The leader of the iconic Merseybeat band, Gerry & the Pacemakers, Gerry Marsden has sadly died at the age of 78. The singer was a huge influence on British music and has rightly been regarded as a foundational stone in rock ‘n’ roll.
Marsden’s friend Pete Price broke the news to his many fans and led the tributes to the inspirational figure. Price confirmed that Marsden had died on January 3 following a short illness after a heart infection. The news has sent ripples across the music industry with countless iconic figures paying their respects.
Forming the Pacemakers in the 19650s, Marsden became not only their lead guitarist and singer but also, as was a little strange for the times, their chief lyricist too, writing many of their most cherished hits, including ‘I’m The One’ and ‘Don’t Let The Sun Catch You Crying’.

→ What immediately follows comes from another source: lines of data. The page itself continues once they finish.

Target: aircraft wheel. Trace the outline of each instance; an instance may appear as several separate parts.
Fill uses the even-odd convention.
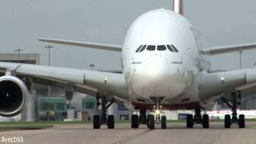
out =
[[[149,129],[154,129],[154,117],[153,114],[149,114]]]
[[[186,128],[193,128],[193,115],[187,114],[186,115]]]
[[[166,116],[162,116],[161,118],[161,128],[166,129]]]
[[[225,128],[230,128],[231,127],[231,118],[230,114],[225,115],[225,120],[224,120],[224,127]]]
[[[114,115],[107,116],[107,128],[114,129]]]
[[[131,128],[132,129],[138,128],[138,116],[137,114],[133,114],[131,116]]]
[[[245,115],[244,114],[239,115],[238,125],[239,125],[239,128],[245,128],[246,127],[246,121],[245,121]]]
[[[209,128],[209,115],[208,114],[202,115],[202,127]]]
[[[101,127],[101,118],[99,115],[94,116],[94,129],[99,129]]]

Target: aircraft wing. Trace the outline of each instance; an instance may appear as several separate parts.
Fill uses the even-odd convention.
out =
[[[256,69],[202,73],[199,77],[199,96],[206,102],[229,97],[238,90],[242,97],[256,93]]]
[[[51,43],[58,43],[58,44],[62,44],[62,45],[89,47],[91,49],[122,52],[122,46],[117,46],[117,45],[99,44],[99,43],[92,43],[92,42],[78,42],[78,41],[66,41],[66,40],[61,40],[61,39],[48,39],[48,38],[40,38],[38,39],[38,41],[51,42]]]
[[[122,99],[128,99],[128,90],[122,74],[96,70],[77,70],[31,64],[0,62],[0,73],[14,74],[21,79],[29,78],[32,83],[60,87],[72,86],[74,91],[95,96],[106,92]]]
[[[202,50],[199,52],[202,54],[215,55],[215,54],[225,54],[225,53],[250,50],[254,50],[254,49],[256,49],[256,43],[212,47],[209,49]]]

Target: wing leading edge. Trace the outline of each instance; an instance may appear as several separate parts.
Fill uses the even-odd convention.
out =
[[[39,38],[38,41],[62,44],[62,45],[89,47],[91,49],[122,52],[122,46],[117,46],[117,45],[100,44],[100,43],[78,42],[78,41],[66,41],[66,40],[61,40],[61,39],[48,39],[48,38]]]
[[[79,87],[79,89],[86,87],[90,91],[104,91],[121,98],[128,99],[126,82],[122,74],[31,64],[0,62],[0,71],[6,73],[8,70],[14,70],[14,72],[17,76],[24,75],[36,78],[34,78],[35,81],[42,79],[54,82],[50,82],[50,84],[62,82],[68,86]],[[38,82],[33,82],[41,84]],[[81,90],[78,92],[82,92],[82,90]],[[86,94],[86,92],[84,94]]]
[[[212,47],[209,49],[202,50],[199,52],[202,54],[215,55],[215,54],[221,54],[225,53],[250,50],[254,50],[254,49],[256,49],[256,43]]]

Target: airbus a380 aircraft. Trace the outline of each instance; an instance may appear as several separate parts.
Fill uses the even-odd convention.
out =
[[[220,98],[233,111],[232,117],[225,116],[225,127],[230,128],[231,124],[245,127],[244,115],[237,115],[237,100],[256,92],[256,69],[210,72],[202,56],[252,50],[256,44],[202,50],[196,30],[182,16],[182,0],[174,0],[174,11],[159,9],[140,16],[129,29],[122,46],[39,39],[121,52],[120,73],[0,62],[1,72],[5,74],[0,78],[0,114],[10,117],[21,113],[33,83],[39,83],[63,87],[66,96],[72,96],[73,91],[95,96],[102,114],[94,117],[94,129],[101,124],[114,127],[114,116],[107,116],[106,109],[115,102],[140,110],[139,117],[132,115],[132,128],[147,124],[154,129],[162,110],[177,109],[195,110],[194,116],[187,115],[188,128],[194,124],[208,128],[209,116],[202,116],[201,109],[211,108]],[[155,114],[146,116],[146,110],[154,110]],[[161,126],[166,128],[164,115]]]

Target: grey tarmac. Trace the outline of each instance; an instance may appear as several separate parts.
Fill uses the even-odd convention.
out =
[[[202,129],[201,126],[186,129],[186,123],[174,122],[168,123],[166,130],[156,126],[153,130],[146,126],[130,129],[130,124],[126,123],[116,124],[114,130],[106,126],[94,130],[91,124],[62,124],[46,130],[0,132],[0,140],[10,137],[22,137],[22,143],[29,144],[254,144],[256,122],[246,122],[245,129],[237,126],[224,129],[222,122],[211,122],[210,129]]]

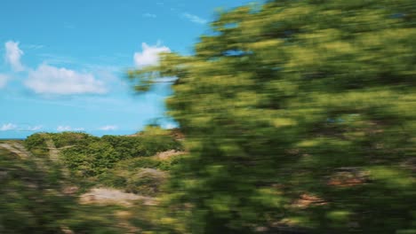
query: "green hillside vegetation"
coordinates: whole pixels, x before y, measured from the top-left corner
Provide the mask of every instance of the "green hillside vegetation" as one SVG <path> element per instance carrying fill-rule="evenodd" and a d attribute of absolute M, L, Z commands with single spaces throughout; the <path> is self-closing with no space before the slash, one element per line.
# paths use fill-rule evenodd
<path fill-rule="evenodd" d="M 211 29 L 129 72 L 177 78 L 179 233 L 416 232 L 414 0 L 266 1 Z"/>
<path fill-rule="evenodd" d="M 0 144 L 0 233 L 139 231 L 135 222 L 150 225 L 148 214 L 132 214 L 148 209 L 142 202 L 129 207 L 81 204 L 79 196 L 107 187 L 155 198 L 182 157 L 174 153 L 182 149 L 180 142 L 155 127 L 129 136 L 38 133 Z M 172 155 L 155 156 L 166 151 Z"/>
<path fill-rule="evenodd" d="M 416 233 L 415 38 L 414 0 L 220 11 L 193 54 L 128 72 L 176 77 L 180 134 L 0 143 L 0 233 Z"/>

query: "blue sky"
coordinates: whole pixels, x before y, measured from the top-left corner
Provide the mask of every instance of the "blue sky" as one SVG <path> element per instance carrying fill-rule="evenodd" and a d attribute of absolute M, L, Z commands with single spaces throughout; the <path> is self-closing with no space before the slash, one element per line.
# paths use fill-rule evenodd
<path fill-rule="evenodd" d="M 2 0 L 0 138 L 36 131 L 131 134 L 164 128 L 169 84 L 137 95 L 129 68 L 157 53 L 191 54 L 219 7 L 245 0 Z"/>

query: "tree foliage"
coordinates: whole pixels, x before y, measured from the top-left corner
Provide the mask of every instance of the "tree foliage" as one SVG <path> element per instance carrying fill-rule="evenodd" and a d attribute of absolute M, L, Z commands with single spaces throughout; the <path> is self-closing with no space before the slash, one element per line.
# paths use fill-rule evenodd
<path fill-rule="evenodd" d="M 415 17 L 412 0 L 268 1 L 131 71 L 139 91 L 177 77 L 176 228 L 416 231 Z"/>

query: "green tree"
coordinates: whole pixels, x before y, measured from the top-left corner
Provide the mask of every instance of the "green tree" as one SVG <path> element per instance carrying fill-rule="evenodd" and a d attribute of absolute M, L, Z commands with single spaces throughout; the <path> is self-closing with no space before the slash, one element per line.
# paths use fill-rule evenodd
<path fill-rule="evenodd" d="M 412 0 L 268 1 L 129 72 L 139 91 L 177 77 L 177 230 L 416 231 L 415 16 Z"/>

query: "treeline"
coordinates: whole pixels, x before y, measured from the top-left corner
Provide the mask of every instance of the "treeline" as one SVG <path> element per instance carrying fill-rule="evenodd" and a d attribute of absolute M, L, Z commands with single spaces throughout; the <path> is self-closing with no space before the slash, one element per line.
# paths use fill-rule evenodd
<path fill-rule="evenodd" d="M 169 131 L 156 127 L 138 135 L 102 137 L 79 132 L 38 133 L 29 136 L 25 146 L 37 156 L 48 155 L 53 150 L 51 146 L 55 147 L 65 167 L 77 177 L 100 175 L 121 160 L 182 150 Z"/>
<path fill-rule="evenodd" d="M 165 207 L 178 233 L 416 233 L 414 0 L 270 0 L 217 14 L 176 77 L 190 152 Z"/>
<path fill-rule="evenodd" d="M 159 196 L 182 159 L 174 131 L 148 127 L 102 137 L 36 133 L 0 142 L 7 145 L 0 147 L 0 233 L 126 233 L 149 225 L 141 201 L 132 207 L 81 204 L 79 196 L 97 187 Z M 169 157 L 157 157 L 166 151 Z"/>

Marsden and the band were the second band to be signed by Beatles manager Brian Epstein and were quickly compared to the Fab Four, a comparison they never truly shook off. The Merseybeat band eventually broke up in 1966 only to be reformed by Marsden in the seventies.
Paul McCartney, long time friend of Marsden shared a tribute to the singer on his social media channels saying: “Gerry was a mate from our early days in Liverpool. He and his group were our biggest rivals on the local scene. His unforgettable performances of ‘You’ll Never Walk Alone’ and ‘Ferry Cross the Mersey’ remain in many people’s hearts as reminders of a joyful time in British music.” Marsden’s version of ‘You’ll Never Walk Alone’ is still a headlining moment for any visitor to Anfield, the home of Liverpool Football Club.
“My sympathies go to his wife Pauline and family. See ya, Gerry. I’ll always remember you with a smile,” concluded the Beatle.
Marsden’s life, or parts of it, were later adapted into a musical Ferry Across The Mersey and his work with the Pacemakers as influential trendsetters will never be forgotten.